In response to Jacqui Lambie’s, supported by Brett Whiteley, call to ban the burqa Launceston’s Muslims Student Association Spokesman, Abdul Majeed, came out with a calm and considered statement. Very few people wear any full-face Islamic garment, and that existing laws already navigate the issue of identification while still allowing for the religion freedom Australia, as a modern democratic country, affords our citizens. There is no need for a ban.

This is in addition to statements made the week before by the Imam of the Hobart Mosque, Sabri Samson, to the broader issue of anti-Muslim sentiment. The Tasmanian Muslim community have ‘no interest in imposing religious guidance on anybody else’. On ISIS? ‘Ignorant crooks and extremists who use our religion’s name in vain to push their political agenda.’

It seems such statements have fallen on the dear ears of those who have already made up their mind.

The comments they left behind should be a wake up call to us all. There is an urgent need for increased cultural awareness and global literacy, and for some Tasmanians to spend time outside of their bubble before they take to the internet to spread their own version of ignorance.

Writing this from Java, Indonesia, I am literally surrounded by Muslims. There are more Muslims living here in Indonesia than there are in any other country. And they share much in common with Australians; family, friends, work and leisure are the centre of their lives.

None of that should surprise you. Muslims are people too.

The diversity of the Islamic faith is not unlike any other religion. Since arriving here less than a week ago I have experienced but a small taste. I’ve drunk tea in mosques with with Imams. I have been propositioned by hijab clad young professionals on the bus. I was bought a beer by a young Muslim couple in a bar, and I bought them both one in return. An Islamic Defender’s Front protester asked to take a picture with me, before telling me to be careful of pickpockets on the train.

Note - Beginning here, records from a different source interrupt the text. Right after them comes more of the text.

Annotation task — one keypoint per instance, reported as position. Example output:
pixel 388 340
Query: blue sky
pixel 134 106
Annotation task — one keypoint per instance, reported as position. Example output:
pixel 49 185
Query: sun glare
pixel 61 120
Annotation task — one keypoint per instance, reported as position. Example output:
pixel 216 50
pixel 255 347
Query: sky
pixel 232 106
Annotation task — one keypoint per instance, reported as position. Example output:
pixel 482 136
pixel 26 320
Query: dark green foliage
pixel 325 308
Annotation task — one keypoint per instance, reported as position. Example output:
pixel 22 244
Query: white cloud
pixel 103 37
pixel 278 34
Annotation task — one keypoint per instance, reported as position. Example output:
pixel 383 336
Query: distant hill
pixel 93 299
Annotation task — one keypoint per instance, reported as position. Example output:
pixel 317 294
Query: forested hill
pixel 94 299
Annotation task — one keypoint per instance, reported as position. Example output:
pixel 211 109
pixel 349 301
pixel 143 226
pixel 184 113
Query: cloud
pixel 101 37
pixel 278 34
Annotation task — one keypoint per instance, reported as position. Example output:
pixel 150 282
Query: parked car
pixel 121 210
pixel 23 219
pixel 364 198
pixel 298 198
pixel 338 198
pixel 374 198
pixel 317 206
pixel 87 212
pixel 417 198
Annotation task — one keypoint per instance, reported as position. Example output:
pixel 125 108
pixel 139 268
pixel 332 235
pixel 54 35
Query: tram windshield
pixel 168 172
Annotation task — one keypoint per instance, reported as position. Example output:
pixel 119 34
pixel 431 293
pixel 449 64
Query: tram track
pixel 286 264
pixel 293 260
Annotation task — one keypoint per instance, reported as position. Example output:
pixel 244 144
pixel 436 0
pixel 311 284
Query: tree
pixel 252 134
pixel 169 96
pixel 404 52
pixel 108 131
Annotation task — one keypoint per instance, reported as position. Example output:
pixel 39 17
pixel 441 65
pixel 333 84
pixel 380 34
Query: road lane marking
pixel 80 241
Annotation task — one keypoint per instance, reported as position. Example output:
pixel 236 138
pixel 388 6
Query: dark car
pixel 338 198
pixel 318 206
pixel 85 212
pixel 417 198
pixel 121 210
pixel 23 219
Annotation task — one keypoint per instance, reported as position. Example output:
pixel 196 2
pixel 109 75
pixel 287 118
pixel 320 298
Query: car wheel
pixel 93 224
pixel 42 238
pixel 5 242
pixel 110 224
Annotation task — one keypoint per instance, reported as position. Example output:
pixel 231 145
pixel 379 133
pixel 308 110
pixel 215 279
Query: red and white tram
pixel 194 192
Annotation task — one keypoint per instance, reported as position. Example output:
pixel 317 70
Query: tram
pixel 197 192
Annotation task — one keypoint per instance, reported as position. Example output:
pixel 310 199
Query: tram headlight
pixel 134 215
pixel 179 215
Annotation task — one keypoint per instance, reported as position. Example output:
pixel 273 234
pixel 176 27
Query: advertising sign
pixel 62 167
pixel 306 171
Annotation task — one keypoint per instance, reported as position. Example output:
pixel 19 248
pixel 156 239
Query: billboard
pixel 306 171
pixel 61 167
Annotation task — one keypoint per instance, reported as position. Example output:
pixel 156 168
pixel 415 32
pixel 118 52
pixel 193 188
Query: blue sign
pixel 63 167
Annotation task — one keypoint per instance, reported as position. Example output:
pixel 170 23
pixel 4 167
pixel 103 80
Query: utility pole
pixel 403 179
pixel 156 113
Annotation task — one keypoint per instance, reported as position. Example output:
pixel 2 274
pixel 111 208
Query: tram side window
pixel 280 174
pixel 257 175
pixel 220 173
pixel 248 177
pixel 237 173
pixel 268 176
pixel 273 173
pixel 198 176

I am sure a handful did not take kindly to the sight of me, a foreigner in their land, because just like in Australia there is a minority here too that would rather be bigotted and aggressive than be accepting of others.

My anecdotes serve as nothing more than that, and they do little to counter the anecdotes (true or otherwise) of those who believe Muslims to be evil and ‘un-Australian’.

This is why we need the leaders of our community to speak up in defense of our cherished multiculturalism. Our leaders, be they politicians, business leaders, academics or community representatives, should take a united front to dissolve unfounded and divisive community tensions. To let hatreds simmer, or indeed fan the flames as some of our leaders are doing, is folly.

We as a nation should be better than that.

Tasmania should be better than that.

Danny Carney is an anthropologist whose research focuses on power and decision-making in multicultural settings. He has degrees in Indonesian and Cultural Studies and is currently doing fieldwork in Java, Indonesia on a Prime Minister’s Asia Award. Having seen the ugly side of humanity, he seeks to contribute to the lofty ideal of making the world a better place. He suggests you do too.